I wouldn’t doubt it those wonderful, kind people who passed away years ago 1965 still walk along that highway in spirit.. I believe in after life and you never know maybe one day someone will see a ghost(spirit) of one of those people sitting by the highway. I have seen ghosts (spirits) and heard them also.. Very sorry for the families that lost their loved ones during the earthquake years ago in 1965..

You think people would hang around the place of their death? Good grief. My parents were friends with one of the deceased and he was a loving, devoted husband and father. So no, they had families, children and their energy would follow them through their lives. Seriously, I hope they don’t see your comment.

Epic! Did you run across the story about the Greyhound bus barrelling down the Hope-Princeton onto the stretch of highway about to be buried in 230 feet of rock? That would make a good part 2.

David Hughes, the Greyhound driver, was my grandfather.

The Ashcroft Times has a detailed series of events from a 2018 article.

The driver of the Greyhound bus was a very gracious gentleman who lived with his wife at the retirement home where I was employed. Lovely couple and he shared with us how he was the driver of that bus on that eventful day.

I remember a few years after it happened, my dad stopped us at the site and told us we were standing over the bodies of those unfortunate people. It’s to this day an area that chills me to the bone. The current highway bypasses the likely grave area. Last time I was there, a few years ago, you could still get to part of the old highway, which now runs through the forest growing over it.

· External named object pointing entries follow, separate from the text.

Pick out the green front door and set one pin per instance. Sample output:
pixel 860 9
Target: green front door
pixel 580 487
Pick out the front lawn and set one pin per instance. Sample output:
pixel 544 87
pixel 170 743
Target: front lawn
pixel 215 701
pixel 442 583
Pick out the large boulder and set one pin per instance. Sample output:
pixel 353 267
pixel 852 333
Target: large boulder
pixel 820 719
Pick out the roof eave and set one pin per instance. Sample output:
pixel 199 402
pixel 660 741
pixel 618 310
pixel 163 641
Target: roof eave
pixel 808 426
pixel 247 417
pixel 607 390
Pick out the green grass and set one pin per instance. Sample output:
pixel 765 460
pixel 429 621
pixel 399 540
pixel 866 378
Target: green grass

My Dad had driven semi-trucks along that highway for years and when he heard about the slide on the news, he insisted that we drive there.
I have memories of him taking video tape of the slide and showing me about where he thought the couple were at the time.

I remember the day it happened, and may still have the newspaper articles. I was 13. I was really shocked, because our family traveled that route every year to the Okanagan for our camping trip. We had also visited the site of the slide in Frank, Alberta, a few years before, and learning bout it really caught my imagination.